GOP Leader Retires From House To Lead University

The Republican Party will lose a member of the House of Representatives following the announcement by Representative Bill Johnson of Ohio that he will be retiring from Congress.

Johnson posted his retirement announcement on the social media platform X on Tuesday, saying that he will be taking a job as the head of Youngstown State University, which is located in his home state.

As he wrote:

“After much thought and prayerful deliberation, I have accepted the offer to lead Youngstown State University and will not be seeking an 8th term in Congress.

“As I’ve stated previously, I wasn’t looking for another job, because I love the one I have serving the people of Eastern Ohio in the U.S. House. This was an extremely difficult decision.”
The 69-year-old Johnson was first elected to the House of Representatives back in 2010. He represents the 6th Congressional District in Ohio.

Before joining Congress, Johnson worked in electronics and information technology in business. He’s also a veteran of the Air Force.

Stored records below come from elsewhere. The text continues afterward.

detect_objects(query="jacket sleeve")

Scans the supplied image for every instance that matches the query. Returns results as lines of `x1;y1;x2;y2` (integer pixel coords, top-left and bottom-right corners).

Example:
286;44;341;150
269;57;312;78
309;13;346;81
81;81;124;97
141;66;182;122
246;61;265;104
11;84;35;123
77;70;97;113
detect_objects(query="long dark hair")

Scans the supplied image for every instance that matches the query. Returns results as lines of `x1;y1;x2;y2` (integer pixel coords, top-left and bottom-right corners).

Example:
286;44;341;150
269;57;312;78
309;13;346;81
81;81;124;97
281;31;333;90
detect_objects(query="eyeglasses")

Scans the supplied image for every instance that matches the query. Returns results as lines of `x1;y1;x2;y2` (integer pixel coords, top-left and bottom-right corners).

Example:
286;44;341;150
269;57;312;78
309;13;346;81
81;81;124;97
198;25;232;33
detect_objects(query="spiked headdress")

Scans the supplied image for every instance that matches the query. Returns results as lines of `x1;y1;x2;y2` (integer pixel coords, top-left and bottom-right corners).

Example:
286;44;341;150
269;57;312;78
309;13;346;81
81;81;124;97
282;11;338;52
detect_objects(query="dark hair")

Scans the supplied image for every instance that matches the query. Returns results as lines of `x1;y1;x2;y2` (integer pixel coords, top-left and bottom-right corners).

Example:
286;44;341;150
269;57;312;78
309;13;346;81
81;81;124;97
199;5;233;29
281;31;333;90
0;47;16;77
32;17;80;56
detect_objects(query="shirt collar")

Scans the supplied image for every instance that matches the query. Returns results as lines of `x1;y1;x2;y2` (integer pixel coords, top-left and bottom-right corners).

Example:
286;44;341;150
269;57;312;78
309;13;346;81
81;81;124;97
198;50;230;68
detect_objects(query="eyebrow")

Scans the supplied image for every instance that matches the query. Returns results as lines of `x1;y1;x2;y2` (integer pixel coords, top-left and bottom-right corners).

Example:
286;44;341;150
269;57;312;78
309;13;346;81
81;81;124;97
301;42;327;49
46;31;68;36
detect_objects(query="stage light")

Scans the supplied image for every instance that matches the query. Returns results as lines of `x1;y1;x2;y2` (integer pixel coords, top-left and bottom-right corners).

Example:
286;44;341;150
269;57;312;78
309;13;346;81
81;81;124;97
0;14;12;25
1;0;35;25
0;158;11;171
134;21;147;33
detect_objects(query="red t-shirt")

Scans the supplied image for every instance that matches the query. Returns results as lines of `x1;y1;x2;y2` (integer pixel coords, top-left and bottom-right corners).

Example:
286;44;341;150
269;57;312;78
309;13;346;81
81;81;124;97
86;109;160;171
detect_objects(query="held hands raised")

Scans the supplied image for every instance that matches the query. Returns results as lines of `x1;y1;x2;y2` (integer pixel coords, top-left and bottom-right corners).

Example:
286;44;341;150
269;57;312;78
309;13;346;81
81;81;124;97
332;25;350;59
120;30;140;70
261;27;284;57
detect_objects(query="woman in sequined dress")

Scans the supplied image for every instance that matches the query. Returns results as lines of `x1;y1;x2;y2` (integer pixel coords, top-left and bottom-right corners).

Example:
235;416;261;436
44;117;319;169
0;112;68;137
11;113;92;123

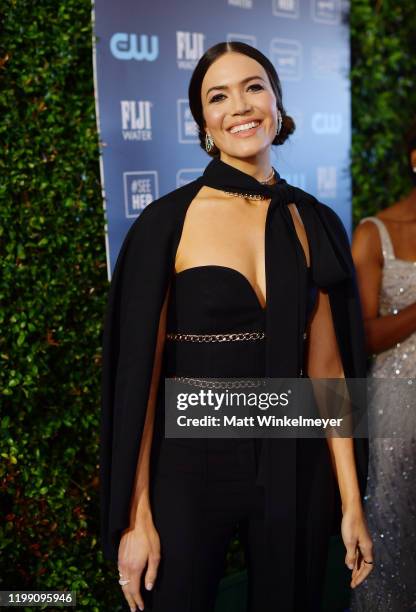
352;124;416;612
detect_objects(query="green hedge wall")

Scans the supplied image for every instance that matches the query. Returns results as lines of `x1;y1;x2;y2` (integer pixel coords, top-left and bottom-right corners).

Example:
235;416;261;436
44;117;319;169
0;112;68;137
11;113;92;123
351;0;416;223
0;0;416;612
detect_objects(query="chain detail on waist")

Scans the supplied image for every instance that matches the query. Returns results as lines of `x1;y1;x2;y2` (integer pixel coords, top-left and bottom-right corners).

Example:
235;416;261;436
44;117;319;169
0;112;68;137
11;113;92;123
224;191;271;200
170;376;266;389
166;331;266;342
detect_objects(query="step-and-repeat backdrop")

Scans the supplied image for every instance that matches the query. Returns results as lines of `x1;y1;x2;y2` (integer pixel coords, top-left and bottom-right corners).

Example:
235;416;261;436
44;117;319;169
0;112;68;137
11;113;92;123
93;0;351;278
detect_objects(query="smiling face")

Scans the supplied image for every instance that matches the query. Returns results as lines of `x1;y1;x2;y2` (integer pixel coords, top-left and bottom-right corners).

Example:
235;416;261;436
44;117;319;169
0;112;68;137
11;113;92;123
201;52;278;159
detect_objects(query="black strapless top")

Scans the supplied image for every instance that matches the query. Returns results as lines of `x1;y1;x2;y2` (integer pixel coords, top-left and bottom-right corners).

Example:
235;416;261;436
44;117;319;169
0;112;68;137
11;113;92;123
165;265;317;378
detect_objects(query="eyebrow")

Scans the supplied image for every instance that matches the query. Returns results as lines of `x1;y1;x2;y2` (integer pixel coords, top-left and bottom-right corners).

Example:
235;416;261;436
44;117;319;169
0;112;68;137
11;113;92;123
205;75;265;97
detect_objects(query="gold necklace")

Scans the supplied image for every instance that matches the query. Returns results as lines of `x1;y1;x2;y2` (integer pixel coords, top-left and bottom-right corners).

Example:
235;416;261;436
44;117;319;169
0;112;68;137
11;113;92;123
224;168;274;200
224;191;270;200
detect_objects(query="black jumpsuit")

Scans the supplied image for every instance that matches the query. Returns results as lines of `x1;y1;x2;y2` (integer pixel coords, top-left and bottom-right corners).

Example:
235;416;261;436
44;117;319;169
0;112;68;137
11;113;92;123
133;265;330;612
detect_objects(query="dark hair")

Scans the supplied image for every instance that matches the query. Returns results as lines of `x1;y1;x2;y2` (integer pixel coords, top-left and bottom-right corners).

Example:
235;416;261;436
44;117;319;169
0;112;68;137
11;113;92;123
188;41;296;157
404;118;416;185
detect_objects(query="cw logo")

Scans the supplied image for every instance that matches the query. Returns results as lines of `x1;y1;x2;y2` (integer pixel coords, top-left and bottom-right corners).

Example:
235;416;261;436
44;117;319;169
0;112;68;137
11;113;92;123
110;32;159;62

In the House, Johnson is a member of both the Committee on Energy and Commerce as well as the Budget Committee. He also sits on three subcommittees of the Energy and Commerce Committee.
His retirement message on X continued:

“This is not a goodbye, however. I will continue serving in the House for several more months, and you will see no let up. My offices are open and my staff remains ready to serve you.”
Despite announcing he will retire, Johnson didn’t mention a specific date that he would be stepping down from the position. That will need to happen first before his seat can be filled.

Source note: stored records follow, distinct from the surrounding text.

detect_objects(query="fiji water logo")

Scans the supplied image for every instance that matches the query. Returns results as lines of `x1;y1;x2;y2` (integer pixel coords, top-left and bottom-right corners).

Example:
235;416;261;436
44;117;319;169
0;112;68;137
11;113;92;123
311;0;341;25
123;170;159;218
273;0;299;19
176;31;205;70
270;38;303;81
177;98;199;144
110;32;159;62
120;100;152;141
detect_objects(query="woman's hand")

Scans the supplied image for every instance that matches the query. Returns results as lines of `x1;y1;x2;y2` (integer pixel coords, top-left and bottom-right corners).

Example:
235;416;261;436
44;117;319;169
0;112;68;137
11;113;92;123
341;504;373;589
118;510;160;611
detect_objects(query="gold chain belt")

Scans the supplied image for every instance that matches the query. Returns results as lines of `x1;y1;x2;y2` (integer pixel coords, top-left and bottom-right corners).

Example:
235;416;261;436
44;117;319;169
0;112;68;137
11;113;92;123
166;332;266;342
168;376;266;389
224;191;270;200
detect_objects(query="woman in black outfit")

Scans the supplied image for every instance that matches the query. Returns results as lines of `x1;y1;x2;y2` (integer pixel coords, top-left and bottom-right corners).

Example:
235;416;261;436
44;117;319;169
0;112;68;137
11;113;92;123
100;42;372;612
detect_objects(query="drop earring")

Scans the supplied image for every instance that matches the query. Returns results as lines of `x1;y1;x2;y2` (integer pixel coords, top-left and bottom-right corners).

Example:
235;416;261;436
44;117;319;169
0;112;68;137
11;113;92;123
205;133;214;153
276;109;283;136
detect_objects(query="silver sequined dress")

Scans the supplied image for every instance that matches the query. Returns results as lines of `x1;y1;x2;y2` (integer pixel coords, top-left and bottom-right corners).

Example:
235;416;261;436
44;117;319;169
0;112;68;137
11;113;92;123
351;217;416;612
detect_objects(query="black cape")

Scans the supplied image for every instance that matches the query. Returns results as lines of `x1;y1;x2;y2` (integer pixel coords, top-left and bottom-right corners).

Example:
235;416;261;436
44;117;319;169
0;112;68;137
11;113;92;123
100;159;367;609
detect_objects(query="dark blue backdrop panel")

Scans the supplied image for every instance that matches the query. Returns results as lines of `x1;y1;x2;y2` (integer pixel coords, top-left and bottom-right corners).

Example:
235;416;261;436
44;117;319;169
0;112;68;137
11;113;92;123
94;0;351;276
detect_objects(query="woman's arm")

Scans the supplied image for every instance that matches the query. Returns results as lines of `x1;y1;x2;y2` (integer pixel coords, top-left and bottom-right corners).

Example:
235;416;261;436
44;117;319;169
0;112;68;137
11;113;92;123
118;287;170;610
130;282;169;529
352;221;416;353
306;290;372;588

By Ohio law, the governor must call for a special election to be held to fill the remainder of Johnson’s term, which will run through early 2025. Whoever wins the special election, then, would need to run for election again in 2024 if he or she wanted to serve in the seat for the long term.

The early favorite to win that seat is Michael Rulli, who’s a state senator. He’s mentioned in the past that he was considering a run for Congress, and this might be his golden opportunity to get his foot in the door without having to face any real stiff competition – since he won’t have to run in a general election against a Democrat.

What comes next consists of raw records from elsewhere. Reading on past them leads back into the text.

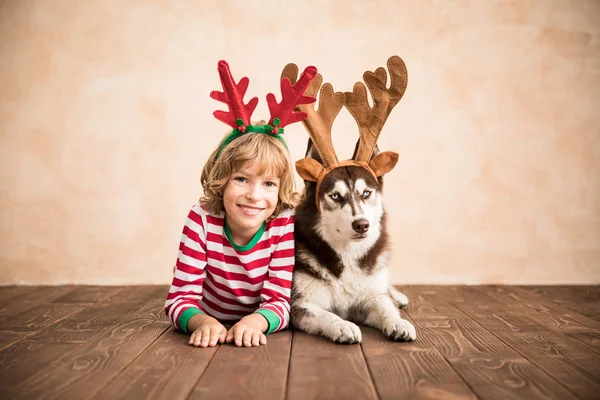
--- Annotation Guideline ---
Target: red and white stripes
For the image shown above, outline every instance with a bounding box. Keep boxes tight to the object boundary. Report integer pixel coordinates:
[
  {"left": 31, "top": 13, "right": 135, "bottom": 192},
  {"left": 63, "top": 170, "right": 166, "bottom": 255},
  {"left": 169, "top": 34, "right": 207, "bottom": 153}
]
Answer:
[{"left": 165, "top": 204, "right": 294, "bottom": 331}]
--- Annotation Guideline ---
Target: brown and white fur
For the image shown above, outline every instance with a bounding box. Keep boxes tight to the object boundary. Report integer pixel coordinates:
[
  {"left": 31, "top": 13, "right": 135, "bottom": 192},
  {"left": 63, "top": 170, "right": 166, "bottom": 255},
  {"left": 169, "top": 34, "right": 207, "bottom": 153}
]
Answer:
[{"left": 291, "top": 140, "right": 416, "bottom": 343}]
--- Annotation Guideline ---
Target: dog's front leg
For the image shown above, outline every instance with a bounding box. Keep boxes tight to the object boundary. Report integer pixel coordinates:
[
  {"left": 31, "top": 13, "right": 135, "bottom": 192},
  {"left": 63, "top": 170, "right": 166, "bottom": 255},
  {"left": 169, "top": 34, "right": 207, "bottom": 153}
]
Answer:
[
  {"left": 365, "top": 294, "right": 417, "bottom": 342},
  {"left": 292, "top": 303, "right": 362, "bottom": 344}
]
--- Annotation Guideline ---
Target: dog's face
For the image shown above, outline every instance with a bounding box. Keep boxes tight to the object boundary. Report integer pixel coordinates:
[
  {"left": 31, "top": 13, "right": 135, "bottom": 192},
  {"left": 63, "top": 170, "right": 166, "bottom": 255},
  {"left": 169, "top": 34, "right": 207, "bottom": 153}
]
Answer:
[{"left": 319, "top": 167, "right": 383, "bottom": 242}]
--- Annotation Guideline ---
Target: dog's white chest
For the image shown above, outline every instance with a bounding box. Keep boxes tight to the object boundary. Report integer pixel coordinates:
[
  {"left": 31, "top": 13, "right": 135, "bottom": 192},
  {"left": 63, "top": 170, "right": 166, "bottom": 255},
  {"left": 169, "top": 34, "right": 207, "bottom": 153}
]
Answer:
[{"left": 332, "top": 266, "right": 387, "bottom": 309}]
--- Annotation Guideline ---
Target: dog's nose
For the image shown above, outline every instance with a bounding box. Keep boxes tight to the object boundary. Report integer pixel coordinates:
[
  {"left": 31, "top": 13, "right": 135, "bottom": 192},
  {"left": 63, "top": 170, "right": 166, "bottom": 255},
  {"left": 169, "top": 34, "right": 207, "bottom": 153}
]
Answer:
[{"left": 352, "top": 218, "right": 369, "bottom": 233}]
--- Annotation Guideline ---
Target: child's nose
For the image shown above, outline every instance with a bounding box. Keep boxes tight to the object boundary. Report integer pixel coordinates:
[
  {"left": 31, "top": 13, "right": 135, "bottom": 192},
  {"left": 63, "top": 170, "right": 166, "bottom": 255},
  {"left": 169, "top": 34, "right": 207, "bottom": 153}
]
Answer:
[{"left": 246, "top": 185, "right": 260, "bottom": 201}]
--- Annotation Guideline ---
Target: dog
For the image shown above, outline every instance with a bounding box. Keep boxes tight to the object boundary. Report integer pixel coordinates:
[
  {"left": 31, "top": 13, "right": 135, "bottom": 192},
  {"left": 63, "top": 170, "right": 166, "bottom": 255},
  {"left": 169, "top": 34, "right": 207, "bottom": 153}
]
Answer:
[
  {"left": 283, "top": 56, "right": 416, "bottom": 344},
  {"left": 291, "top": 139, "right": 416, "bottom": 343}
]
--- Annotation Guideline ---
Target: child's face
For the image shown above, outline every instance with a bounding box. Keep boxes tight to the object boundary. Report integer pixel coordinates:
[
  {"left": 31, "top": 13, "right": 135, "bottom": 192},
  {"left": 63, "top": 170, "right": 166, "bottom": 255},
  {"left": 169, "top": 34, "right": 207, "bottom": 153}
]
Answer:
[{"left": 223, "top": 162, "right": 280, "bottom": 245}]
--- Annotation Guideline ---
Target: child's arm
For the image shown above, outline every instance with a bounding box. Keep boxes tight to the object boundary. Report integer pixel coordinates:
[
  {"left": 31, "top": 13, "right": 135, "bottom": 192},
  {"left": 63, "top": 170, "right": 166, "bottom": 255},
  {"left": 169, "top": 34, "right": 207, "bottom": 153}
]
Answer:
[
  {"left": 165, "top": 205, "right": 213, "bottom": 333},
  {"left": 256, "top": 215, "right": 294, "bottom": 334}
]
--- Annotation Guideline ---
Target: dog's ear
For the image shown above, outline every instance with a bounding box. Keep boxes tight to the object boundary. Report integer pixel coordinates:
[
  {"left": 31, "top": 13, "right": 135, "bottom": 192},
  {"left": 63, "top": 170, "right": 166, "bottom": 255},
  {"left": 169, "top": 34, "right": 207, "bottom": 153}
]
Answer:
[
  {"left": 352, "top": 140, "right": 379, "bottom": 160},
  {"left": 369, "top": 151, "right": 399, "bottom": 177},
  {"left": 296, "top": 158, "right": 325, "bottom": 182},
  {"left": 304, "top": 139, "right": 323, "bottom": 164}
]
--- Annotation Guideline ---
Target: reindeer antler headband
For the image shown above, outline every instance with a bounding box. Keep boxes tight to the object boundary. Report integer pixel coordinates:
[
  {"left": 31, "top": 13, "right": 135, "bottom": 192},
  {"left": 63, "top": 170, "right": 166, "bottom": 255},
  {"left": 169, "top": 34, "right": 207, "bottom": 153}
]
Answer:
[
  {"left": 210, "top": 60, "right": 317, "bottom": 157},
  {"left": 282, "top": 56, "right": 408, "bottom": 209}
]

Johnson actually wasn’t the only member of the House to announce their retirement on Tuesday. Democratic Representative Anna Eshoo from California also announced that she will be stepping aside that day.

In a video that she posted to her social media pages, the 80-year-old Eshoo said:

“I’m choosing this beautiful season of Thanksgiving to announce that I will not seek reelection, and I do so with a heart filled with unending gratitude to you, my magnificent constituents.”
Eshoo, though, will serve out the remainder of her current term. In other words, she won’t be stepping aside like Johnson will; she just won’t be running for re-election next year.